To compare demographic and clinical features between biomarker positive and negative groups, nonparametric tests were used due to small group sizes. Mann Whitney U Tests and Fisher’s Exact Tests were used for continuous data and categorical data, respectively. Of particular interest to the study were the Mann Whitney U tests performed to examine if ICA and MCA flow differed based on positivity or negativity for the following biomarkers: Aβ42, total-tau or total-tau/Aβ42 ratio. Post hoc multiple linear regression models for significant biomarker positivity results were run adding standard covariates from the literature; age, sex, and APOE ε4 carrier status (with biomarker positivity status as the predictor of interest and flow as the outcome). The reason for running both Mann Whitney U tests followed by linear regression models with covariates was to balance possible over-modeling in this small sample size with the desire to include covariates that are standard in the literature; if the general conclusions hold up in both models (one more basic that is more appropriate for the small sample size, while another that incorporates standard covariates), then this provides further confidence in our findings. Although biomarker cut-offs can simplify interpretation and improve clinical applicability, they ignore the potentially important underlying continuous distribution of the biomarker, especially for individuals whose biomarker levels are very close to the cut-off. Therefore, for associations where the Mann Whitney U test was significant, we also performed post-hoc multiple linear regression models with continuous CSF biomarker data (in place of the binary factor of biomarker positivity or negativity), with the same covariates as the model above, to determine whether biomarkers on a continuous scale predicted blood flow. Furthermore, multiple linear regression models were checked to prevent against significant violations of the normality (via Kolmogorov-Smirnov tests) or homoscedasticity assumptions.
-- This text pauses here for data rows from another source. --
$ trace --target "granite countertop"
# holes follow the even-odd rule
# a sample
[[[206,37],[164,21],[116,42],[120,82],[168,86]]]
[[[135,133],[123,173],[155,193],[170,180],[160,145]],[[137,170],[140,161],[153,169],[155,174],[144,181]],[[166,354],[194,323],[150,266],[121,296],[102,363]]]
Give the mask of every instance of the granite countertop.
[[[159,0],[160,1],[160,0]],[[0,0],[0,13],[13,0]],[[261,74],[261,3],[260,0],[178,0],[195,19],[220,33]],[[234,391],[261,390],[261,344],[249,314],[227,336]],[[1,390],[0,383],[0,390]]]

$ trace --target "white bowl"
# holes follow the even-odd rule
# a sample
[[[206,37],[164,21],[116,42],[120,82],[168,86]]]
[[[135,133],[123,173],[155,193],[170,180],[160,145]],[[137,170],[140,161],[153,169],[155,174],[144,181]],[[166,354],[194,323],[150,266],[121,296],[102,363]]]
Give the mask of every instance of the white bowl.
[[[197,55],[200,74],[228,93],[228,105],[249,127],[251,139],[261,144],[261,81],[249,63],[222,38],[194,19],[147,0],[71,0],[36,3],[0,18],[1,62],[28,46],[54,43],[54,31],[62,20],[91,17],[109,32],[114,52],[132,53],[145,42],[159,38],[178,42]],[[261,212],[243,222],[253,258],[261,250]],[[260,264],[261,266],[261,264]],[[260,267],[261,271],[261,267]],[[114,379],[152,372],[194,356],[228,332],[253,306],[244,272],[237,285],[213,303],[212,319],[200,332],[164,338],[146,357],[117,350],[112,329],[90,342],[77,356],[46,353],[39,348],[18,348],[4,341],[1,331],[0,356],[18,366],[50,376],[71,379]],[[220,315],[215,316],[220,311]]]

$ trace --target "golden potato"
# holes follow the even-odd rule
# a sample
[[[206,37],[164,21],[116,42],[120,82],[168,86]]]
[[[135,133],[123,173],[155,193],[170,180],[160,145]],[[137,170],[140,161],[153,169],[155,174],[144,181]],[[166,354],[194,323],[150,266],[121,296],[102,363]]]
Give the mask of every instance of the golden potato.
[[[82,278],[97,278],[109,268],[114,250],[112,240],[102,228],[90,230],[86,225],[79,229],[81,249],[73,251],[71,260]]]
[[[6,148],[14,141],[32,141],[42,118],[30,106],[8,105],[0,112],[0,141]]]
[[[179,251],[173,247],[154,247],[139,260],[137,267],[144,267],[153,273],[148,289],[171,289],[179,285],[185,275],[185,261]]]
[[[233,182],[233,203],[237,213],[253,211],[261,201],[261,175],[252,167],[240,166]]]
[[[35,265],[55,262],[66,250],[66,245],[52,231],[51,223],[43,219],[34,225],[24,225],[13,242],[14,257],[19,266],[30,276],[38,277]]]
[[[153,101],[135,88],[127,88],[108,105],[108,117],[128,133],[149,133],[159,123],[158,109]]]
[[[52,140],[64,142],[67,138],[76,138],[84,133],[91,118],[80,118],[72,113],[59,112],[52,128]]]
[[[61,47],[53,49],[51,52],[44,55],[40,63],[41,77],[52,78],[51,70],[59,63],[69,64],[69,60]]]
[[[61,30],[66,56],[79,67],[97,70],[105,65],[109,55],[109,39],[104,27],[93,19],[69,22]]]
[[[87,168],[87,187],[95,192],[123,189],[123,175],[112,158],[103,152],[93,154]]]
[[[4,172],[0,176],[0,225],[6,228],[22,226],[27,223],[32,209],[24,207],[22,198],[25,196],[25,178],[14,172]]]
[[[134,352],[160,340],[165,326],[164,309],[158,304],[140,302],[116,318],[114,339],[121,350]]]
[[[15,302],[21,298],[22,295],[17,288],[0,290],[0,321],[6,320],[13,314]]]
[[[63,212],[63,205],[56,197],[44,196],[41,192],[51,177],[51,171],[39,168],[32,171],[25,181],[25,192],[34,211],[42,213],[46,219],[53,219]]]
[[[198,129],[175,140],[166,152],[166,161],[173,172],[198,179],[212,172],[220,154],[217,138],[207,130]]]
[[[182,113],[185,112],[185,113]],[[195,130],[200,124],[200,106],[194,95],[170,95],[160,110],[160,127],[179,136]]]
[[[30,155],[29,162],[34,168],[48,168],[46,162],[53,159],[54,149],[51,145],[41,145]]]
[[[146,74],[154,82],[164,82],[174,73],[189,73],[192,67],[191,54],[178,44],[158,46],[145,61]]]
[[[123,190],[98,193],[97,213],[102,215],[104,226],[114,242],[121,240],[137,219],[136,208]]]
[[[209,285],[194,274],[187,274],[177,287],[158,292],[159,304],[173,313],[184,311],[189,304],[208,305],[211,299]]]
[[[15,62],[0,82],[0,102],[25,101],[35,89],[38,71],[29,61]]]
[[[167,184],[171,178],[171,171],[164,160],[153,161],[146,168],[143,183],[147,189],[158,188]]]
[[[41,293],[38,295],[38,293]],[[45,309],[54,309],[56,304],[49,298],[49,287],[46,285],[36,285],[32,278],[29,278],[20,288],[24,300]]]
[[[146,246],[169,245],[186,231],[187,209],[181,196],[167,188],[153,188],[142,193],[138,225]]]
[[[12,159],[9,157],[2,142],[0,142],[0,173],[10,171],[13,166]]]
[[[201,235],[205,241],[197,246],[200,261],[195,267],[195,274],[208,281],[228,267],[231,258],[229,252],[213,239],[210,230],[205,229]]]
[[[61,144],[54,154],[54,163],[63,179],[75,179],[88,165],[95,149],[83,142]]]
Statistical significance was set at p <.05, and trends were reported when p < .1.
3. Results
Demographic and clinical information for the N=38 participants with MCI is detailed in Table 1.
Table 1.
Demographic and Clinical Characteristics of Participants with MCI
Characteristic | |
---|---|
N | 38 |
Age (mean; SD) | 73.25; 8.42 |
Sex (N; % Female) | 16, 42.1% |
Education (years; mean; SD) | 15.66; 2.65 |
Parental history of dementia (N; % positive) | 18; 47.4% |
APOE ε4 positive (N; %) | 20; 52.6% |
Mini-Mental State Exam (mean; SD) | 26.18; 2.46 |
CDR Global (median; range) | 0.5; 0–1 |
CDR Sum of Boxes (mean; SD) | 1.855; 1.25 |
Mean flow in the ICA, ml/sec (mean; SD) | 3.70; 0.90 |
Mean flow in the MCA, ml/sec (mean; SD) | 1.97; .46 |
Flow difference (abs value) between left and right ICA, ml/sec (mean; SD) | 0.64; 0.49 |
Flow difference (abs value) between left and right MCA, ml/sec (mean; SD) | 0.27; 0.25 |
Diagnosed with Diabetes (N; %) | 6; 15.8% |
Systolic Blood Pressure, mmHg (mean; SD) | 132.53; 18.53 |
Diastolic Blood Pressure, mmHg (mean; SD) | 73.61; 8.91 |
Total Cholesterol (mean; SD) | 192.32; 49.97 |
HDL Cholesterol (mean; SD) | 58.92; 17.52 |
Taking BP lowering medication (N; %) | 23; 60.5% |
Interval between MRI and neuropsychological testing, days (mean; SD; range) | 53.68; 41.83; −74 to 143 days |
Interval between MRI and LP, days (mean; SD; range) | −32.77; 124.87; −574 to 0 days |
MCI Subtype | N=27 single domain amnestic MCI N=10 multi-domain amnestic MCI (n=6 memory + executive function; n=1 memory+ executive function + visuospatial; n=1 memory + executive function + language; n=2 memory + language) N=1 non-amnestic MCI (executive function) |
3.1. ICA and MCA Mean Flow and Cognition
Higher flow in the ICA measured using PC VIPR was found to be associated with a higher executive composite Z score, with an unstandardized B estimate of .466 (SE: .109), (t[DF32] = 4.283, p < .001) (Figure 1A). This relationship persisted when removing the two possible outliers with the lowest adjusted executive functioning performance and the two possible outliers with the highest mean flow values; the participants removed in this sensitivity analysis, however, were all within three standard deviations of the mean value. Compared to the base model with just covariates (age, sex, years of education and interval between MRI and cognitive testing) for which R2 = .150, the R2 change when ICA mean flow was added to the model was 0.310. In contrast, ICA flow was not predictive of memory performance (unstandardized B = .203 (SE: .131); p = .130) and the difference between right and left ICA flow was neither predictive of executive function (unstandardized B = .290 (SE: .255);. p = .263) nor memory (unstandardized B = .087 (SE: .256); p = .738).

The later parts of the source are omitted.